Multidões de civis que esperavam ajuda desceram sobre um comboio de caminhões depois que ele passou por um posto de controle militar israelense na estrada costeira a oeste da Cidade de Gaza.
Os militares de Israel disseram que as tropas dispararam contra algumas pessoas que consideraram como uma ameaça.
No caos que se seguiu, os caminhões tentaram avançar. Uma testemunha palestina disse à BBC que a maioria dos que morreram foram atropelados.

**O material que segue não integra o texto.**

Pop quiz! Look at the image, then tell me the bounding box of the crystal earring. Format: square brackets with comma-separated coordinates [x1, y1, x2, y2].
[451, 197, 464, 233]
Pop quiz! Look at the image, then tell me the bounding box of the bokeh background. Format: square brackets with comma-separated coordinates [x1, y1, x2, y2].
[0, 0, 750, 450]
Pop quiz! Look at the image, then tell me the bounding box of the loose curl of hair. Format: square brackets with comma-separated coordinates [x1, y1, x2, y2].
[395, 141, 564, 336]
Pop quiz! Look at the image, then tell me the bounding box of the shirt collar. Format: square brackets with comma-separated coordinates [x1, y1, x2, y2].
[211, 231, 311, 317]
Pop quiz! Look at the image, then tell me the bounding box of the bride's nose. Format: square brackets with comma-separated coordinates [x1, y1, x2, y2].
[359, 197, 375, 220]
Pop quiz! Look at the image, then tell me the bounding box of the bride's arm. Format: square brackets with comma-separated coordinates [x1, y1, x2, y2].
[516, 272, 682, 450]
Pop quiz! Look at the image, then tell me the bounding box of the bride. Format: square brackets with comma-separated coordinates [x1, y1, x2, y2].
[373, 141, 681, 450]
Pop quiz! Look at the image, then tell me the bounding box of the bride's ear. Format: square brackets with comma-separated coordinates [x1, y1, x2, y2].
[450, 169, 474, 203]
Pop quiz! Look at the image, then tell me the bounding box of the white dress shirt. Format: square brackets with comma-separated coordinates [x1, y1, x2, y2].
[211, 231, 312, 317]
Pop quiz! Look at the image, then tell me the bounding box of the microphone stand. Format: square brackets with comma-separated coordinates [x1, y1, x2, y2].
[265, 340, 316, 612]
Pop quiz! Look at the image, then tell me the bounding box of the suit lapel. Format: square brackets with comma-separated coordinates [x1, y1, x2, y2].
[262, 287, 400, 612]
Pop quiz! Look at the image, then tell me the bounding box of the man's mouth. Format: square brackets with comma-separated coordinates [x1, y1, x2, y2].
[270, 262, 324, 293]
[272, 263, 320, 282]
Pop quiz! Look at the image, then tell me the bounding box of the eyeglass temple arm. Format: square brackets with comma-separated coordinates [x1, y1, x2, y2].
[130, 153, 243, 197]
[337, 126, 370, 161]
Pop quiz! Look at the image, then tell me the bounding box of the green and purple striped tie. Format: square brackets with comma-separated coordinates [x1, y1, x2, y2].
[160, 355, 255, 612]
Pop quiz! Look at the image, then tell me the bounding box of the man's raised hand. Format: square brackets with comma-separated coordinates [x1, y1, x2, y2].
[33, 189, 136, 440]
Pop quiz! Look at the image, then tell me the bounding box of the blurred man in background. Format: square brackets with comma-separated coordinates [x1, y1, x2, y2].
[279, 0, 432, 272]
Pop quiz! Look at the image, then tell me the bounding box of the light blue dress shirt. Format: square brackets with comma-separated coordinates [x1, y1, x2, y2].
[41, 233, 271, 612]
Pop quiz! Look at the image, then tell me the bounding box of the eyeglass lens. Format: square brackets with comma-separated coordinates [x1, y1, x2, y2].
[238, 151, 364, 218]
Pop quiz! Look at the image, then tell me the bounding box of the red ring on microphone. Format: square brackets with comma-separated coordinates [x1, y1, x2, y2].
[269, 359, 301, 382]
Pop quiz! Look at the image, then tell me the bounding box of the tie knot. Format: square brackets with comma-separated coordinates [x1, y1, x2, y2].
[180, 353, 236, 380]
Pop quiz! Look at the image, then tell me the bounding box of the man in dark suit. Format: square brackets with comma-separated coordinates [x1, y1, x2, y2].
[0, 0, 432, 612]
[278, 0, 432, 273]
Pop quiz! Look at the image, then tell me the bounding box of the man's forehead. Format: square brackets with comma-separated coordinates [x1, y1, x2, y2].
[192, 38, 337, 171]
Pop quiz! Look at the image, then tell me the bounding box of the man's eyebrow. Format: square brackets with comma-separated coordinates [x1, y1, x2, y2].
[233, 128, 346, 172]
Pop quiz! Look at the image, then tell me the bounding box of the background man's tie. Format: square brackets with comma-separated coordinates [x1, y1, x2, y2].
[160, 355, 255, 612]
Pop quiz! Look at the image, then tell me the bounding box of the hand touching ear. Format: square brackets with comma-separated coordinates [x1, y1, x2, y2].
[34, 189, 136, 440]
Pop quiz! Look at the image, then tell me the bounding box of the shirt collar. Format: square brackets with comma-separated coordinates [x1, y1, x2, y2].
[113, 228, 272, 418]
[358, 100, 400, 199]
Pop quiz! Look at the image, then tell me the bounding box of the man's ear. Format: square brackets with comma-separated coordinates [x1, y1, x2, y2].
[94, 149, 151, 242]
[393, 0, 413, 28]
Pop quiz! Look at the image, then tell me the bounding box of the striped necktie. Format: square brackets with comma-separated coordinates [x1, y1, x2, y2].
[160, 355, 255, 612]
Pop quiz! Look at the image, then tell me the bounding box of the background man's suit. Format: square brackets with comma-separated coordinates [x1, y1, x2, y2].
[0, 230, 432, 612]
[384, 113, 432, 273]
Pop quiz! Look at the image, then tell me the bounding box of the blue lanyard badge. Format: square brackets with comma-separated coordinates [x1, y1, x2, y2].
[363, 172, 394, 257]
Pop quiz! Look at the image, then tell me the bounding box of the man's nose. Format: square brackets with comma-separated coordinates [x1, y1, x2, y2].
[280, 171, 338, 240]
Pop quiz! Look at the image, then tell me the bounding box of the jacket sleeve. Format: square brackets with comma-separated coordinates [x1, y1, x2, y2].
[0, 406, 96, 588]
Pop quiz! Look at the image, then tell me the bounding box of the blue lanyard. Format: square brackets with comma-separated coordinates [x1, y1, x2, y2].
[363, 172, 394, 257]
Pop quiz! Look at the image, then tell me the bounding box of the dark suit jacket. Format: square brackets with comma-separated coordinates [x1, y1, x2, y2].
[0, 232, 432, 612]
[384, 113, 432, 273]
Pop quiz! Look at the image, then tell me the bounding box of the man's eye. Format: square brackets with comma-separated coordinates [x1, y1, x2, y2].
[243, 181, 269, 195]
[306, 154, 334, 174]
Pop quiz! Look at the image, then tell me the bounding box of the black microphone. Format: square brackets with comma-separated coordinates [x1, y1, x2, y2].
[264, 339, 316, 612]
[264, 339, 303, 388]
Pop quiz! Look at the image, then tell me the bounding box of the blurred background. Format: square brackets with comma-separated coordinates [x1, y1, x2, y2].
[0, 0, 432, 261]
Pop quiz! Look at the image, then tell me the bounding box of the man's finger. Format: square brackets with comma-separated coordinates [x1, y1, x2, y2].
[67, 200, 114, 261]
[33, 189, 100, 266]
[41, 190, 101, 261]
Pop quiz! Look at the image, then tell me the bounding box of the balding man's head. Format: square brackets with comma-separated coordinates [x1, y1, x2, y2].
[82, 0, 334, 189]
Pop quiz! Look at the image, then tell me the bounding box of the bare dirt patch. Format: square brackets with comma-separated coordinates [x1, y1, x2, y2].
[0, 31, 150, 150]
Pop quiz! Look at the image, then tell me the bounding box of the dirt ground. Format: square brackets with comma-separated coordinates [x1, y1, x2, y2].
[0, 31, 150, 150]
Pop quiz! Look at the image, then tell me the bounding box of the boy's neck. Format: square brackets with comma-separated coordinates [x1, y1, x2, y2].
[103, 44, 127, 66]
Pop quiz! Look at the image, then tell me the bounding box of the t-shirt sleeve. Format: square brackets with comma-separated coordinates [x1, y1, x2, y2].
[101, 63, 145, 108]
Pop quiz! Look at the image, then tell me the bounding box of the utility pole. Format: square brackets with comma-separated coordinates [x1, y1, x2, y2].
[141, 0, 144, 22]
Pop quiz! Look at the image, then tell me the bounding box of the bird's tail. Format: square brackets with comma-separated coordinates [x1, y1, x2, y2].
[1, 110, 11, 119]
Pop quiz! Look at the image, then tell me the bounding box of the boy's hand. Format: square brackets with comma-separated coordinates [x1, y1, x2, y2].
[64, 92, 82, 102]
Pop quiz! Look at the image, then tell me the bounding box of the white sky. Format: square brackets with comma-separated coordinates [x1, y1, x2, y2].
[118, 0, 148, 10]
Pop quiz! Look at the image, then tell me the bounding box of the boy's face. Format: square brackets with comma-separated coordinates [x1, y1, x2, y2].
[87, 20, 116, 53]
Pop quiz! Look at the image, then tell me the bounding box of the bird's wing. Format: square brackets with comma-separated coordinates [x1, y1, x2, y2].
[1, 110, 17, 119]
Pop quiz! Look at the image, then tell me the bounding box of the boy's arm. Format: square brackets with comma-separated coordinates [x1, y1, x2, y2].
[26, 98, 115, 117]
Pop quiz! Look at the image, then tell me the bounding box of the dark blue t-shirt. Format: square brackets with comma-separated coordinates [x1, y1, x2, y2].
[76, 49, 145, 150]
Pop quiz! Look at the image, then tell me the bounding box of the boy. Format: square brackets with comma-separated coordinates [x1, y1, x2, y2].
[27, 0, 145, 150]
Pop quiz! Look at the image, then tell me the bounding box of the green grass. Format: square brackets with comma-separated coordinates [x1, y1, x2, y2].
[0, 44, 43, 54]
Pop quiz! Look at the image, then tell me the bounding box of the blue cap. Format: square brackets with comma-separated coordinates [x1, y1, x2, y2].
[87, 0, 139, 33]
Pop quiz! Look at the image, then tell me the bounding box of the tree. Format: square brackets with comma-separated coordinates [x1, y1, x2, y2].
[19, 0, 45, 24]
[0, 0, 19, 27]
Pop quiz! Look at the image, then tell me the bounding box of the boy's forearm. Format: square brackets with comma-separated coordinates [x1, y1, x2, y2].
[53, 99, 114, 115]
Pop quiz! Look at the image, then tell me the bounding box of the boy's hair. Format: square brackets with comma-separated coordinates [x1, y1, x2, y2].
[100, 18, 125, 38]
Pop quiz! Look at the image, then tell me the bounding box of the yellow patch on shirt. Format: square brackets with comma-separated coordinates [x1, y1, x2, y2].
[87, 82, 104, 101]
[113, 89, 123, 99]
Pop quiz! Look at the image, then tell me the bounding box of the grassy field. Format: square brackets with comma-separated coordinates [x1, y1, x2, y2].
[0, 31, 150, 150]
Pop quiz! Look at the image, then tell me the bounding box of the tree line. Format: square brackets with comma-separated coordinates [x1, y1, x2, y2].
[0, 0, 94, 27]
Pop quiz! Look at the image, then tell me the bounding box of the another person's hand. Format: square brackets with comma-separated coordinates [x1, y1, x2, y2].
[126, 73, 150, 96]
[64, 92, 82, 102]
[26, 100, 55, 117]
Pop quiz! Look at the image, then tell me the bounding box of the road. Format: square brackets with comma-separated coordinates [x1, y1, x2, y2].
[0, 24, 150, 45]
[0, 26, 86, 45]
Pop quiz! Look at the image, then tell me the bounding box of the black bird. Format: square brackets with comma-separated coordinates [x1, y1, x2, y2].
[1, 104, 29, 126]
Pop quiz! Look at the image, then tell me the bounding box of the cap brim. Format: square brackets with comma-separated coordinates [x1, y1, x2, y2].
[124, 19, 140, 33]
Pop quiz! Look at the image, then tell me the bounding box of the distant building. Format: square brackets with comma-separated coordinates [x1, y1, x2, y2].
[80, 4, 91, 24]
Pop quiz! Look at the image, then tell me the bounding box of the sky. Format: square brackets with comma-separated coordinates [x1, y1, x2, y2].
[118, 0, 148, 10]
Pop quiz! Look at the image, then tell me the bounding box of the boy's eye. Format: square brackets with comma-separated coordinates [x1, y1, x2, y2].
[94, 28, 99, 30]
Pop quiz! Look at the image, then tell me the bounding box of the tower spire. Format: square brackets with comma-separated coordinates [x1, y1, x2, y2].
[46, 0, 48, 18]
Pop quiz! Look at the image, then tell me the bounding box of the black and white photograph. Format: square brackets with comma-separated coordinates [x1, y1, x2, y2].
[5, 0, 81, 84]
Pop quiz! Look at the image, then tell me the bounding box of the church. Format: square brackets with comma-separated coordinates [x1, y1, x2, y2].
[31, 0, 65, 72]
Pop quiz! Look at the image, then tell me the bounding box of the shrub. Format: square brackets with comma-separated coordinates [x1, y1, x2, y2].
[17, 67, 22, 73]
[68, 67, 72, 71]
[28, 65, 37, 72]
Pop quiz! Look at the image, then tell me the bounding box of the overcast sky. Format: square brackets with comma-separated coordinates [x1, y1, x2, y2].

Pelo menos 112 pessoas morreram e 760 ficaram feridas no incidente, disse o porta-voz do Ministério da Saúde de Gaza, administrado pelo Hamas, Ashraf al-Qudra, em comunicado na tarde de quinta-feira (29/2).
Imagens aéreas dramáticas divulgadas pelos militares israelenses mostraram milhares de pessoas dentro e ao redor dos caminhões, enquanto vídeos das consequências postados nas redes sociais mostraram alguns dos mortos carregados em caminhões de ajuda vazios e em uma carroça puxada por burros.
O Ministério da Saúde de Gaza, administrado pelo Hamas, culpou Israel pelo que chamou de "massacre", enquanto o presidente dos EUA, Joe Biden, expressou preocupação de que isso complicaria os esforços dos EUA e de outros mediadores para um tratar sobre um possível cessar-fogo temporário na guerra entre Hamas e Israel.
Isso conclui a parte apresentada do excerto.